Frigid temperatures make your car work harder

A car's battery can lose up to 50% of its capacity in subzero temperatures

CHICOPEE, Mass. (WWLP) – During the winter, your car’s battery has to work harder.

“The batteries have a chemical reaction in them, so that slows down when it gets really cold out, which makes it harder for the starter motor to turn, pretty much everything to work. So it all has to work harder, which is what causes the battery to die,” said Andrew Bewsee from City Tires in Springfield.

A car’s battery can lose up to 50% of its capacity in subzero temperatures. 22News is working for you to show you how to jump your car, if your battery dies.

Your jumping cables have a positive and negative. You have your black for your negative and you have your red for you positive. Most vehicles will have a red cap on top of your battery or it will have a plus symbol.

You want to connect the red cable to the positive terminal on your dead battery, and then attach the red, positive cable clamp on the other side of the jumper cables to the functioning vehicle’s positive battery terminal.

Connect the black, negative cable clamp to the working battery’s negative battery terminal. And last, connect the black cable to an unpainted metal surface, like a bolt or a sheet of metal in your car, but make sure it’s a safe distance from your battery.

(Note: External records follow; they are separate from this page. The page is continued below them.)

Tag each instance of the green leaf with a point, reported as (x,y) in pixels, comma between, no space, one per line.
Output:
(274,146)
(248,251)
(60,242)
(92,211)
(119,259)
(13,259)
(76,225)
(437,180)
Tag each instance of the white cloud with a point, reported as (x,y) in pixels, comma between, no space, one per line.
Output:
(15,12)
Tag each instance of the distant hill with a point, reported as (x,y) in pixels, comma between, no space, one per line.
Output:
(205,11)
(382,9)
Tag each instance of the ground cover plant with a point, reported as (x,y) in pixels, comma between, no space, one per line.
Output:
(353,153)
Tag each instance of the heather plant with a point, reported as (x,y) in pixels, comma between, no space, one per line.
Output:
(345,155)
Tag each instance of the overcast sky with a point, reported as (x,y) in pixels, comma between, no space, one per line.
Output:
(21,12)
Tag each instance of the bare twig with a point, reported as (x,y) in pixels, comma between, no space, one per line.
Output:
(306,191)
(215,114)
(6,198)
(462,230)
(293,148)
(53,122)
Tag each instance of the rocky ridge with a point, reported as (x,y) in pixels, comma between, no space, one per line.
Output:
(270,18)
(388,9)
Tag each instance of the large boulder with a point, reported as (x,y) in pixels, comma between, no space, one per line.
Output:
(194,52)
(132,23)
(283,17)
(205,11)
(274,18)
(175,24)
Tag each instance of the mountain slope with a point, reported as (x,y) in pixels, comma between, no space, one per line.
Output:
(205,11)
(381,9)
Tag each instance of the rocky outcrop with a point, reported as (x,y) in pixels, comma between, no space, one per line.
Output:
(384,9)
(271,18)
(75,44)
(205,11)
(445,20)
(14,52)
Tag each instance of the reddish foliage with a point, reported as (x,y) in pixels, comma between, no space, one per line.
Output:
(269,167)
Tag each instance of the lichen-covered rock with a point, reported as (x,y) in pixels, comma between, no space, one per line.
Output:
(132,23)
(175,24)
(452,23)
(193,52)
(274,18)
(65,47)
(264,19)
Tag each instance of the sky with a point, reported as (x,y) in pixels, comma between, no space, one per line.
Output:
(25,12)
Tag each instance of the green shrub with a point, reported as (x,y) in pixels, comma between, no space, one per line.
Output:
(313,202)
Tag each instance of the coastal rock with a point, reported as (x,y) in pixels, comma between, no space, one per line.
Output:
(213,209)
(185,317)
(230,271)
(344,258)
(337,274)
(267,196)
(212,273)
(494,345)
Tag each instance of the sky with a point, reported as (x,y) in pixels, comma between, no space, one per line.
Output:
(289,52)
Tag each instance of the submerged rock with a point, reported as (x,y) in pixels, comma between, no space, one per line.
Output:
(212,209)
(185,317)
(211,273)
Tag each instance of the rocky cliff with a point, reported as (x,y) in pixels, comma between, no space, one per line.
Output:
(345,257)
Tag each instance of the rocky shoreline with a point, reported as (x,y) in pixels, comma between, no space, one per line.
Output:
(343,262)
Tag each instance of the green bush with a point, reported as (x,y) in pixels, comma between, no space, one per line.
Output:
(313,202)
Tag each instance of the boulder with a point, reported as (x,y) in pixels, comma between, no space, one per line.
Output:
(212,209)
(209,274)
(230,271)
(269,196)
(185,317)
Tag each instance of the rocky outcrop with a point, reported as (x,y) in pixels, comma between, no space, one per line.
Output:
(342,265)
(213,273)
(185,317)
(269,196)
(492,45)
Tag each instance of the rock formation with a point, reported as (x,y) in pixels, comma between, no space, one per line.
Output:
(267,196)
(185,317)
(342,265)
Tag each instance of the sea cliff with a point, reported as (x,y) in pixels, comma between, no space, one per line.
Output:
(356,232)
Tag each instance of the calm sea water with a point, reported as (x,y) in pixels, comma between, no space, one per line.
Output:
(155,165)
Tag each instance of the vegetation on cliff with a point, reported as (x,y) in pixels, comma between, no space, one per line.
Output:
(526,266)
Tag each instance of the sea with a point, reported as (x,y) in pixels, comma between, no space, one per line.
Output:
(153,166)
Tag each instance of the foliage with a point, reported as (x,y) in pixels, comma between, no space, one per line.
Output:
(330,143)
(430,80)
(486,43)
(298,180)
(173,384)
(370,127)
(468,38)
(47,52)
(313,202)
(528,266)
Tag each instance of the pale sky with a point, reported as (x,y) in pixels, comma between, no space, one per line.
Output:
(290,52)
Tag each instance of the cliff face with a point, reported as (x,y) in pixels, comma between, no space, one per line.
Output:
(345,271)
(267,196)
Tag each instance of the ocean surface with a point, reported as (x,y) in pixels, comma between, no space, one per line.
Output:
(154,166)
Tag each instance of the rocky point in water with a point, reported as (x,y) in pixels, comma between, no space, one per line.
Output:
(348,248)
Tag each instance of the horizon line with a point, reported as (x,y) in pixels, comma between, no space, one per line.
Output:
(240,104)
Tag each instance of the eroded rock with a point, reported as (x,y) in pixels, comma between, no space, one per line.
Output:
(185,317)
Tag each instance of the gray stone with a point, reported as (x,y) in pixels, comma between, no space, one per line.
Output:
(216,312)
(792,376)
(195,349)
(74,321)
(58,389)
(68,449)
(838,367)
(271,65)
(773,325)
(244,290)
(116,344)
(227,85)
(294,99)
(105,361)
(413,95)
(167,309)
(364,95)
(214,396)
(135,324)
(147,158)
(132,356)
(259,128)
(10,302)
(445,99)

However, if you need to call in the professionals, they’re ready to help. Sandra Marsian from the AAA Pioneer Valley said, “We’re geared and staffed up for folks to come in and help us on the phones, so we can make sure we can get to our members in a timely fashion.”

Drivers also need to check the air pressure in their tires. During deep freezes, tires can lose air pressure and deflate.

AAA also said you should keep between a half-a-tank to a full tank of gas in your car to prevent it from freezing.